NEW KIRU AFRICAN HOTEL BUILDING LTD v NANCY WAMUYU NDERI [2011] KEHC 725 (KLR) | Landlord Tenant Disputes | Esheria

NEW KIRU AFRICAN HOTEL BUILDING LTD v NANCY WAMUYU NDERI [2011] KEHC 725 (KLR)

Full Case Text

REPUBLIC OF KENYA

IN THE HIGH COURT OF KENYA

AT NAIROBI

COMMERCIAL AND ADMIRALITY DIVISION

CIVIL SUIT NO. 544 OF 2007

NEW KIRU AFRICAN HOTEL BUILDING LTD …......................………… PLAINTIFF

-VERSUS -

NANCY WAMUYU NDERI ……………………...............……………..DEFENDANT

RULING

1. The defendant’s notice of motion dated 7th June 2010 (but filed on 7th June 2011) prays for an order to compel the plaintiff to restore electric power to its premises or to allow employees of Kenya Power and Lighting Company to do so. There is also a prayer to injunct the plaintiff from disconnecting the power supply.

2. The gist of the matter is that the defendant is a tenant of part of the plaintiff’s premises known as LR No 209/138/55 New Kiru African Hotel and Building. The plaintiff’s claim in this suit is for recovery of the premises and for mesne profits. An application by the plaintiff for summary judgement was rejected or dismissed by the court on 13th April 2011.
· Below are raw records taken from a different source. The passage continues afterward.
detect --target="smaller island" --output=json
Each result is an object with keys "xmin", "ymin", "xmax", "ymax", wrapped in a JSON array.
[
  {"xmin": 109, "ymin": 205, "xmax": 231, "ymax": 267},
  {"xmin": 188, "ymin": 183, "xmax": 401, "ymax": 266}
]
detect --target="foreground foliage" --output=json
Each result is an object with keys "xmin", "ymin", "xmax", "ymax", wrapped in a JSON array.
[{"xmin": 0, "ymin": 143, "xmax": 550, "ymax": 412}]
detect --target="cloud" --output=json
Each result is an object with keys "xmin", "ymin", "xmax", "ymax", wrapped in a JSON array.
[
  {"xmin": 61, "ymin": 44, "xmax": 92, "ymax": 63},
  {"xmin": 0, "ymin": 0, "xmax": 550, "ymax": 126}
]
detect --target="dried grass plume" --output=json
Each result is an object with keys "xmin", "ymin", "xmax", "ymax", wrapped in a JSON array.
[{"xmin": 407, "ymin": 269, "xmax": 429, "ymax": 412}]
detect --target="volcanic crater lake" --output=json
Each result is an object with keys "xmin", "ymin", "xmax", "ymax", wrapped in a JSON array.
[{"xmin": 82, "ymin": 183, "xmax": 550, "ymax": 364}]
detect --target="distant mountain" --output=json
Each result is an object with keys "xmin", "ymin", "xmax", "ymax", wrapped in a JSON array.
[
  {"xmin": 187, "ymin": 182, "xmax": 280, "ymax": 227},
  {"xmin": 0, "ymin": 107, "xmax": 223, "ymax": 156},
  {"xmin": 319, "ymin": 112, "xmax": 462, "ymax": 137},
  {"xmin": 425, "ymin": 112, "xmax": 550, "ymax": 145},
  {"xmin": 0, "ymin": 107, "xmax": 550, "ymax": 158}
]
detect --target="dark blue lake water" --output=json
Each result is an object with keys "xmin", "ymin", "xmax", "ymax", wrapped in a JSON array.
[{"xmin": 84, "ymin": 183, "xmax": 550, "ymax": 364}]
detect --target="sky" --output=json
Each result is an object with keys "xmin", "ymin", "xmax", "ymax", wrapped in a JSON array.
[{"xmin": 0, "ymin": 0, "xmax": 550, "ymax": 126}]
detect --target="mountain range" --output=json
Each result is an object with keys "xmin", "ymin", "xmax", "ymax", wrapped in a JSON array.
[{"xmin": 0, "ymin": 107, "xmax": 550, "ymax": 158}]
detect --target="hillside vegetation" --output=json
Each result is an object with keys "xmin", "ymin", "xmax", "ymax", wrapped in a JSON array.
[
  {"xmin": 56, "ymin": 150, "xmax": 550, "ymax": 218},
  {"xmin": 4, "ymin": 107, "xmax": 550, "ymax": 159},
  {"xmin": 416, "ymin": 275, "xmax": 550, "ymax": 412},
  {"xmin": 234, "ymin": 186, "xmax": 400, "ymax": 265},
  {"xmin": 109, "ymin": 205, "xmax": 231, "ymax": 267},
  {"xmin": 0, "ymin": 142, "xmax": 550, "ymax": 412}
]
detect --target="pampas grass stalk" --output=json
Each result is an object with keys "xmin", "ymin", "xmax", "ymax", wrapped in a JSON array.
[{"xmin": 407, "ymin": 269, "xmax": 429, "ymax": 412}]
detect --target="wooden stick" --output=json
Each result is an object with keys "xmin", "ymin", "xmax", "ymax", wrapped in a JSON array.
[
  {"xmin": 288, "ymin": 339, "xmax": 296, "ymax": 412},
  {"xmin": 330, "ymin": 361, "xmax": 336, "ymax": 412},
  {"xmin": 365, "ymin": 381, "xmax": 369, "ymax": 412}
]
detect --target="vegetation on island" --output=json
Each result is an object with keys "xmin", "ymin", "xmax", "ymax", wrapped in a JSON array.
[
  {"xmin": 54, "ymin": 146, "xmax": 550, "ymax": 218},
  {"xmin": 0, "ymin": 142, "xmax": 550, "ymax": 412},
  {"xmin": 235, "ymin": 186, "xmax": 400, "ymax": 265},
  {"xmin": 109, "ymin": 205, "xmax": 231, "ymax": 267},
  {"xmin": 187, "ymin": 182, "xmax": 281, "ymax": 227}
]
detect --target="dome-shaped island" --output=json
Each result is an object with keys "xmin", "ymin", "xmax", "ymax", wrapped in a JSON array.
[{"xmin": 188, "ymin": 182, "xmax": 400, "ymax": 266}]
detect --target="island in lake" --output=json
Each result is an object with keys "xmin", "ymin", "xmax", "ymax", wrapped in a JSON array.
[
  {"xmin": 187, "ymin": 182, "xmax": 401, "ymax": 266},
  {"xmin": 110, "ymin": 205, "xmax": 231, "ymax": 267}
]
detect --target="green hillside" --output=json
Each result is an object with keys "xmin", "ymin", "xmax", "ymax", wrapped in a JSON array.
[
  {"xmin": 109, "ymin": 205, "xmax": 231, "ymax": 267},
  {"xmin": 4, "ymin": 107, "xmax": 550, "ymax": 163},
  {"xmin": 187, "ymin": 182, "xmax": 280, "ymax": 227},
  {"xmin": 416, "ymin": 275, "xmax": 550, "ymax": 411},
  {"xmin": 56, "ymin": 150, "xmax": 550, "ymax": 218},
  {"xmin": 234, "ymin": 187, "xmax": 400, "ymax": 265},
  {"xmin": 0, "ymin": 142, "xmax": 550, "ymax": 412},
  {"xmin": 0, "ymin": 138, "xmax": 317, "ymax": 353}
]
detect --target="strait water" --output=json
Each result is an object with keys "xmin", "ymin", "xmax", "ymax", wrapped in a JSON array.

3. In a supporting affidavit of the defendant sworn on 7th June 2010, the defendant avers that the plaintiff disconnected electric power to her premises and has prevented employees of Kenya Power and Lighting Company to reconnect the power with the sole purpose of forcing her out of the premises or recovering the premises when the court has already dismissed the application for summary judgment. The applicant thus submits that it is in the interests of justice to grant the orders sought.

4. The application is contested by the respondent. The respondent avers that it is neither the one that disconnected electric power nor can reconnection of the power be its responsibility. The true respondent, it says, should be Kenya Power and Lighting Company who, unfortunately, are not parties to this suit. The respondent thus avers in its replying affidavit sworn by Julius Kabui on 9th June 2010 that since the order should be directed at Kenya Power and Lighting Company, who are not parties, the orders of the court would be in vain. The respondent thus prayed that the Notice of Motion be dismissed with costs.

5. After hearing both parties, I am of the following considered opinion. The main suit herein is for recovery of the defendant’s/applicant’s premises and mesne profits, among other reliefs. The motion before me is for an order that the plaintiff/respondent do reconnect power to the defendant’s premises or do allow the Kenya Power and Lighting Company to do so. In fact, prayer 2 goes a little further to require JAMES KABUE, a manager of the plaintiff, and who is not a party to be compelled to allow a technician from Kenya Power and Lighting Company to inspect and restore electric power to the premises. As stated earlier, there is also a prayer to injunct the plaintiff from disconnecting power to supply to the defendant, presumably after it is reconnected.

6. I am not persuaded by the averments in the defendant’s affidavit of 7th June 2010 that it is the plaintiff who disconnected power. But even if I were, I entertain serious doubt that the defendant would be entitled to an order to compel the plaintiff or its manager James Kabue to restore the electric power, or to allow Kenya Power and Company technicians to do so or even to injunct the plaintiff or the said Kabue from disconnecting it. I say so because, one, Kenya Power and Lighting Company which is the sole end supplier of electric power to consumers is not a party to this suit. And so is the said James Kabue. The plaintiff/respondent, I note is a limited liability company. Secondly, prayer 3 that seeks to injunct the plaintiff from disconnecting the power, presumably after it is reconnected, would be so vague an order as to bind even Kenya Power and Lighting Company who might wish to disconnect the power in the future under the supply contract with the defendant/applicant.

7. I also find that the defendant’s statement of defence dated 28th November 2007, which has not been amended, does not contain any form of counterclaim that would be the foundation to support the prayers for injunction sought in the notice of motion.

8. Given all of those circumstances, I am unable to find that the defendant/applicant has made out a prima facie case with a probability of success or met the threshold for grant of interlocutory relief spelt out in Giella Vs Cassman Brown & Company Limited [1973] E.A 358.

9. I would thus order, which I hereby do, that the defendant’s notice of motion dated 7th June 2010 be dismissed with costs to the plaintiff.

It is so ordered.

DATED and DELIVERED at NAIROBI this 4th day of November 2011.

G.K. KIMONDO

JUDGE

Ruling read in open court in the presence of

No appearance for Plaintiff

Mr. Gakaria for Chokaa for Defendant.